While we cannot predict if one day a clever band of descendants will find a wormhole or even figure out a way to travel through one without being shredded, we do know that mathematical models allow wormholes to exist.     Theoretical physics is curious in that it allows many things to exist that we haven't yet discovered.     And, it is true that we haven't actually directly discovered black holes, even though we are quite certain they lurk all over the galaxy.        We don't even have indirect evidence to support the existence of white holes or of the Einstein Rosen Bridge that allegedly connects them to black holes.

They presently exist only in theory; and that's also bound to prove troublesome.


*Using the word "discovery" in this context is quite a stretch as we haven't yet found any evidence of such wormholes.  It remains a theoretical possibility.

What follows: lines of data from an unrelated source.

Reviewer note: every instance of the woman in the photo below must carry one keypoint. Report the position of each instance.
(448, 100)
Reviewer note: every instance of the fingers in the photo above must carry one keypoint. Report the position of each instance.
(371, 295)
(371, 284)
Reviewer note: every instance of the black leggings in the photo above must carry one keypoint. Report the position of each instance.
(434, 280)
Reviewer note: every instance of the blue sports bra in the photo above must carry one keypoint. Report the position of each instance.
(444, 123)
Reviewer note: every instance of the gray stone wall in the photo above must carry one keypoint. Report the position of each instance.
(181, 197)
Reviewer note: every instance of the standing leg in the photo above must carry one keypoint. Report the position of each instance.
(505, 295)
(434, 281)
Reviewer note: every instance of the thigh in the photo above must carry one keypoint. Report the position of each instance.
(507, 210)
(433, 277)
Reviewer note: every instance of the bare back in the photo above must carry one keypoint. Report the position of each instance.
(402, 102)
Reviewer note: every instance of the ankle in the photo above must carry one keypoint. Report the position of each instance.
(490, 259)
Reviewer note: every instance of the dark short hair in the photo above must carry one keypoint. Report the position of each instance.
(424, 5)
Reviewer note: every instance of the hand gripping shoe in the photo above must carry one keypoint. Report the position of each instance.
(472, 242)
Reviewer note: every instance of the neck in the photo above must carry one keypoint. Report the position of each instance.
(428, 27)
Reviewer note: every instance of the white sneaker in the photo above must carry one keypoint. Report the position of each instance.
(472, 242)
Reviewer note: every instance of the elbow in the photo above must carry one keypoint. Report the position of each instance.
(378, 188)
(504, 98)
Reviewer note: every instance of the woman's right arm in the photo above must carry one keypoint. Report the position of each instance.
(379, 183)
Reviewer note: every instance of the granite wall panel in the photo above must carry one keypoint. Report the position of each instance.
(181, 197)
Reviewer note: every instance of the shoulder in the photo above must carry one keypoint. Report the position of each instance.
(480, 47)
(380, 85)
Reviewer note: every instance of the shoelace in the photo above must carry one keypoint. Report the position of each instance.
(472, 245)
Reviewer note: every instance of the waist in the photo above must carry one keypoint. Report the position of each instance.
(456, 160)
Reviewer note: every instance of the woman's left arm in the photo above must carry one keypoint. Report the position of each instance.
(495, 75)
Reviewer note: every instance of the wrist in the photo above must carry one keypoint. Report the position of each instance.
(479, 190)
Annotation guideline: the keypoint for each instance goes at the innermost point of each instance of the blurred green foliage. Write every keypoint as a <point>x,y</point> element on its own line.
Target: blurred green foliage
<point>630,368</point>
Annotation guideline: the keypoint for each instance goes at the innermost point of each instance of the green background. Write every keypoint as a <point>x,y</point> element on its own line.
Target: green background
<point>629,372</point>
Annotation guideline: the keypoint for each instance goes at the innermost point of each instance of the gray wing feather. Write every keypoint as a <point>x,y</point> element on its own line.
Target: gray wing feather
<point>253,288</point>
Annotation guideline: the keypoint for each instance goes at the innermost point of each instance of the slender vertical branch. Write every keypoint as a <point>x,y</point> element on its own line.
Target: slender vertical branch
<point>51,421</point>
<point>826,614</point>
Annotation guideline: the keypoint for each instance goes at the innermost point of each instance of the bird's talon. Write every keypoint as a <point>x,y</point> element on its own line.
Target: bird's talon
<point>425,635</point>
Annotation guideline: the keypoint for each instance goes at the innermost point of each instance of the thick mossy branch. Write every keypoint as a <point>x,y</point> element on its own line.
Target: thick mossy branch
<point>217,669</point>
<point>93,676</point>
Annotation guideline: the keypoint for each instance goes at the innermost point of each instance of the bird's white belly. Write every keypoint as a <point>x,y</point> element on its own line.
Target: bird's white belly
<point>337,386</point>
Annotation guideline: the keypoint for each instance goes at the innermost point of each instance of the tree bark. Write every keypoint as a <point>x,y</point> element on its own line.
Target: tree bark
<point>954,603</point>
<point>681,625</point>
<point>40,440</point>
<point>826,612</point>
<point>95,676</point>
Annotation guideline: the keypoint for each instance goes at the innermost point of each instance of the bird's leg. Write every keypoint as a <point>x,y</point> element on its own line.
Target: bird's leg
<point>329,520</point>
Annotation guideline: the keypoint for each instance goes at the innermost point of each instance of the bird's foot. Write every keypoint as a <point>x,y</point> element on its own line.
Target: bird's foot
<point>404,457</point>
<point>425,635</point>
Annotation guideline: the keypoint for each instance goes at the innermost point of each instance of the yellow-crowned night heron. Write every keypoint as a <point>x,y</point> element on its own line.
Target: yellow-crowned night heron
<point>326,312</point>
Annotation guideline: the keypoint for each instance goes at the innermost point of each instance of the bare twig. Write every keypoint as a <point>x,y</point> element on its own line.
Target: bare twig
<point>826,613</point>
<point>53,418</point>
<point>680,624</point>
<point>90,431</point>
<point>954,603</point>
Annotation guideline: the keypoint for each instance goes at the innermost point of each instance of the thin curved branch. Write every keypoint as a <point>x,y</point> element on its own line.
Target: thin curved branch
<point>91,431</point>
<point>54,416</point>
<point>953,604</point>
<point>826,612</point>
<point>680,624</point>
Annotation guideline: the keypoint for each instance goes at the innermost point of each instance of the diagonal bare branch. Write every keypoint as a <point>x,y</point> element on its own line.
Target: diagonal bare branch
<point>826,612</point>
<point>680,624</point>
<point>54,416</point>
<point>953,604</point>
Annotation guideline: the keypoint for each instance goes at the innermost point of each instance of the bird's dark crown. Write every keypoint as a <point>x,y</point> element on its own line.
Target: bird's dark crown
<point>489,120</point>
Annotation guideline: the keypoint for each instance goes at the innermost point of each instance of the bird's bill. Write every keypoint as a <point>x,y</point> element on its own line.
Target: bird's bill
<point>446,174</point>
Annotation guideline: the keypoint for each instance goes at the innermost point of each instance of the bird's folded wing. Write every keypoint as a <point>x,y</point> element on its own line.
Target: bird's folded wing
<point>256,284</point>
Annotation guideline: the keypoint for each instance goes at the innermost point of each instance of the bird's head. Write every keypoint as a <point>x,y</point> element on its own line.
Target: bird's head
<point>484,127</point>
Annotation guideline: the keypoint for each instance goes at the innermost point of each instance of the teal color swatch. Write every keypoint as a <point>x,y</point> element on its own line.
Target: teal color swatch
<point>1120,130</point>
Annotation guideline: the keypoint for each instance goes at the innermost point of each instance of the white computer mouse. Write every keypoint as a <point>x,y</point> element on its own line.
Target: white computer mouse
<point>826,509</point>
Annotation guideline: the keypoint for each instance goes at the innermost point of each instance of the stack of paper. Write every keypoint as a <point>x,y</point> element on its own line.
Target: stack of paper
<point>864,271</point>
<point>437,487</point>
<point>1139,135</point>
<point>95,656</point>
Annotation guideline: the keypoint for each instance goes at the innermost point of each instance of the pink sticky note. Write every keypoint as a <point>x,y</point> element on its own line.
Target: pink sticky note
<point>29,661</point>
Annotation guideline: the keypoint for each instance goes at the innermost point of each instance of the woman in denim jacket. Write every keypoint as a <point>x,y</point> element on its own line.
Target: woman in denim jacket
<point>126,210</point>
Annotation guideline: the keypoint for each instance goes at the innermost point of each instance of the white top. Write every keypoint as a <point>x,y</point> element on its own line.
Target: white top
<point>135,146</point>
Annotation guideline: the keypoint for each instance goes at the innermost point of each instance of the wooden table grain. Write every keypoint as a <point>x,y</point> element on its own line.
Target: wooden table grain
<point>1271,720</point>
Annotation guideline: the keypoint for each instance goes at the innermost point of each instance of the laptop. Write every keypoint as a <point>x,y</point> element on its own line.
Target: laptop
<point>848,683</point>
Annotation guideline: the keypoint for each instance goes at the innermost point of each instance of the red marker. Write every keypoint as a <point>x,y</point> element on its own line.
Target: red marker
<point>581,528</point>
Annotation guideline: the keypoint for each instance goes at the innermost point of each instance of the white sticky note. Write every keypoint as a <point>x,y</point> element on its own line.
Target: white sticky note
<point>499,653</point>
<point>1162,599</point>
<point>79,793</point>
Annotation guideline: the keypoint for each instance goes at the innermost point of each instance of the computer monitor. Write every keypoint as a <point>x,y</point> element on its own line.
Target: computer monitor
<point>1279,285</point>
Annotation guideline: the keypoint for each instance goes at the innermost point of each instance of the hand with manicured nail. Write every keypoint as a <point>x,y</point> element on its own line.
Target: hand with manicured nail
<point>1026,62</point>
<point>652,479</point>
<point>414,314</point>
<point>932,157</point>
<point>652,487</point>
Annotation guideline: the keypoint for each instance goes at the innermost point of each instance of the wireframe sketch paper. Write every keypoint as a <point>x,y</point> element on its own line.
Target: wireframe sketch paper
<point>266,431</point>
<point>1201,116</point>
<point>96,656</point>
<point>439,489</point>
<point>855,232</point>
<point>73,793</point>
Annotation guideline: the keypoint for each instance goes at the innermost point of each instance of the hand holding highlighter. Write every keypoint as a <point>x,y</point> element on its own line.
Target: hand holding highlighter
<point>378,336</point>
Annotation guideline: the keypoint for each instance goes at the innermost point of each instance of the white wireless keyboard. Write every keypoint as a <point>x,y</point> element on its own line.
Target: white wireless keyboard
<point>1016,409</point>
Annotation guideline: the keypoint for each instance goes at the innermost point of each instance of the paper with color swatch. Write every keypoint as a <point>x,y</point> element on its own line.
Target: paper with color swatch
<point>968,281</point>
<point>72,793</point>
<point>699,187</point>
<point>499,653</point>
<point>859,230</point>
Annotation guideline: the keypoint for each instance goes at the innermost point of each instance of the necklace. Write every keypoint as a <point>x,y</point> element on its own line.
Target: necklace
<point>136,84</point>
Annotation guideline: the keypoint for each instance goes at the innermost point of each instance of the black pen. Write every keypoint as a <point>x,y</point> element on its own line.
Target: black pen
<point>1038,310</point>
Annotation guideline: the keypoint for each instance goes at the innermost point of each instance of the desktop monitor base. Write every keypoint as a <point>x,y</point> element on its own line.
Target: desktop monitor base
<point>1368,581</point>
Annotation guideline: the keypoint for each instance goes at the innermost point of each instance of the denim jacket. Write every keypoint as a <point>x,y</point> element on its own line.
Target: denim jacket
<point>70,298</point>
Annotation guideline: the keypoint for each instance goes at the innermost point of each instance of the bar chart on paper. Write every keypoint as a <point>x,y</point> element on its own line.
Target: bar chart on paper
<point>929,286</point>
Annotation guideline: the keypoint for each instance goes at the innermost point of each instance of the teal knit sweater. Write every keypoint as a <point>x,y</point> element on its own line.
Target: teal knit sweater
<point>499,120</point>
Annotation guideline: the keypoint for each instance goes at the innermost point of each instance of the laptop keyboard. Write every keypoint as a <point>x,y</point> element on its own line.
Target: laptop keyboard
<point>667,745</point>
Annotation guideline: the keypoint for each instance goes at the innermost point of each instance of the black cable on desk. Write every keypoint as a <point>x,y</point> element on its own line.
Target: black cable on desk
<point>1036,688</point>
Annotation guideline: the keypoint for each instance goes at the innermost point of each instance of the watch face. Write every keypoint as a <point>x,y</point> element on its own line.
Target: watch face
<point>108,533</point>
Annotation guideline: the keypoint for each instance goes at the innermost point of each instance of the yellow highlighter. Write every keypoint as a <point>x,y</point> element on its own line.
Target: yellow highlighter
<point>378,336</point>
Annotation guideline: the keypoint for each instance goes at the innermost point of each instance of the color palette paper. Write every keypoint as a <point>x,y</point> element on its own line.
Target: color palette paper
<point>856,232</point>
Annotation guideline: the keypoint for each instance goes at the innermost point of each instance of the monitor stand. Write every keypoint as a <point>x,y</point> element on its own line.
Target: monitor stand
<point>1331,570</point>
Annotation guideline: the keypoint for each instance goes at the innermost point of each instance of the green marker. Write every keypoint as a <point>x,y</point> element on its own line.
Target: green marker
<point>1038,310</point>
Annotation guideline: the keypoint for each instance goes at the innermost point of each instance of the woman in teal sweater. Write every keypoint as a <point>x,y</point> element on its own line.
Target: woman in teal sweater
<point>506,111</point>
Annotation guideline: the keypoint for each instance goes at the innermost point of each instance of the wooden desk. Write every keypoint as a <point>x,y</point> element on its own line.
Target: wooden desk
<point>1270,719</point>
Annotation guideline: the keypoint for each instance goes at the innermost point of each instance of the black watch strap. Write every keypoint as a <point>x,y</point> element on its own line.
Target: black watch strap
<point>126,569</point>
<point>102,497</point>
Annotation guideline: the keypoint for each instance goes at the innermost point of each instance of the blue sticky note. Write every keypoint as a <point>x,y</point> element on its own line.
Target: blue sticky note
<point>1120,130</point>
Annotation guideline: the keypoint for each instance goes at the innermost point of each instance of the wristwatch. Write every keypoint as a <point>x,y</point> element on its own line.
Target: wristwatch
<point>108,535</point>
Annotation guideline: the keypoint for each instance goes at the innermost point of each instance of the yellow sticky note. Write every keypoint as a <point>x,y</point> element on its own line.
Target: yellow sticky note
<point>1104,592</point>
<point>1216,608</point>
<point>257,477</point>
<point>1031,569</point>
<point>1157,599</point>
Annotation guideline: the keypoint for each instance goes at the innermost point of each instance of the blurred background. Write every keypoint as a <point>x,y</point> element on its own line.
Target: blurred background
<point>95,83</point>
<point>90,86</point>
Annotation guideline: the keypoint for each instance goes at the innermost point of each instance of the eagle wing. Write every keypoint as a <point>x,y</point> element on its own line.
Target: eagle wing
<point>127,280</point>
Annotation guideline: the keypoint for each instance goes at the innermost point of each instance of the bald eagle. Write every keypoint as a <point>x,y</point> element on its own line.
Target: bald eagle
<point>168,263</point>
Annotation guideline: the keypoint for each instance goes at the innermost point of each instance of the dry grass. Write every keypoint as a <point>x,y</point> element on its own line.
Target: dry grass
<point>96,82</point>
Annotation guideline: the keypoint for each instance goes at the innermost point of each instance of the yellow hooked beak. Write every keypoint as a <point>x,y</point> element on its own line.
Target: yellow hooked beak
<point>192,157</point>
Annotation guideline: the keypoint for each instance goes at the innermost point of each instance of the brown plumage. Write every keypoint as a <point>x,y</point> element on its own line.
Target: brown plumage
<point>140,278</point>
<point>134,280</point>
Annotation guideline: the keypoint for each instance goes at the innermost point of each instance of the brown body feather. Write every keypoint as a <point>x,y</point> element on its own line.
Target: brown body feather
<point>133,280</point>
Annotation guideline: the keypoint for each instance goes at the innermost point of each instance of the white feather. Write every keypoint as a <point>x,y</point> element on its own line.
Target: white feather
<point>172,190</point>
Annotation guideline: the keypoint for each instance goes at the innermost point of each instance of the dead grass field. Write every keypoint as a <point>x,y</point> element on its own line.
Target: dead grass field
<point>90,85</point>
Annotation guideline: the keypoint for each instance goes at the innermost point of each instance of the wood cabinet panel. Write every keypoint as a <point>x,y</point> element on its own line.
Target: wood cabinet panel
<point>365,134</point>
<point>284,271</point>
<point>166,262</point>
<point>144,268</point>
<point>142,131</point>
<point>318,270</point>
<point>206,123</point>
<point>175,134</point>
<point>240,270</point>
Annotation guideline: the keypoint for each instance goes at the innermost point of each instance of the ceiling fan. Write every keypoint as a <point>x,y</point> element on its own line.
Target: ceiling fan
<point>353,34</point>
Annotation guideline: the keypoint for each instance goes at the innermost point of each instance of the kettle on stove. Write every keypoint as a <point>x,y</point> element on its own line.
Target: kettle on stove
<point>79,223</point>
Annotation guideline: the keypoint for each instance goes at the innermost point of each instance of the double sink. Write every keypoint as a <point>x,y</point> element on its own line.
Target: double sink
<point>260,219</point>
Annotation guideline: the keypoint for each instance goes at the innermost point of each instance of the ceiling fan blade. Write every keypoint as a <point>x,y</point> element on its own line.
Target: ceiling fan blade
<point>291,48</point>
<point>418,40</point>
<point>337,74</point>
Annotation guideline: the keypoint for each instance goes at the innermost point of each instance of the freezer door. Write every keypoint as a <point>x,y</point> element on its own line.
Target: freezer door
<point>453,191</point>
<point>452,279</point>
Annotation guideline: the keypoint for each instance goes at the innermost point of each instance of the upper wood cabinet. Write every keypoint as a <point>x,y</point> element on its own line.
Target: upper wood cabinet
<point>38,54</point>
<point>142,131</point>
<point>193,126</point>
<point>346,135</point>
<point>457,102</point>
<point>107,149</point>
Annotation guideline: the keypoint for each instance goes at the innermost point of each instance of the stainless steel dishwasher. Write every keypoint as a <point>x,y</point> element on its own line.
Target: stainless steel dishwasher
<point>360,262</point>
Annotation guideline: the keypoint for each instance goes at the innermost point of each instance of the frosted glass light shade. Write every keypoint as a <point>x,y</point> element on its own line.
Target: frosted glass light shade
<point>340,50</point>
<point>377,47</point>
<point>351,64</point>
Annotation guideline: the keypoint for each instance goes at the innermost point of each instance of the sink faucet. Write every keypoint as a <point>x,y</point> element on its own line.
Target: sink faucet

**The famous ancient geometrician Euclid is a bit mysterious.  Little is known about his personal life, including details such as birth years.   300 BCE is the approximate time period of his life.  To assign a time range of his life is to assume beyond our knowledge.

***We have discovered x-ray sources in orbit around stars.  We believe these to be accretion disks formed when a black hole strips matter from a companion star.  This material revolves around the black hole at various speeds (the inner material moving faster than the outer matter).  This differential rotation heats the gases so fiercely they emit high-energy x-rays.   So, we've found indirect evidence of black holes.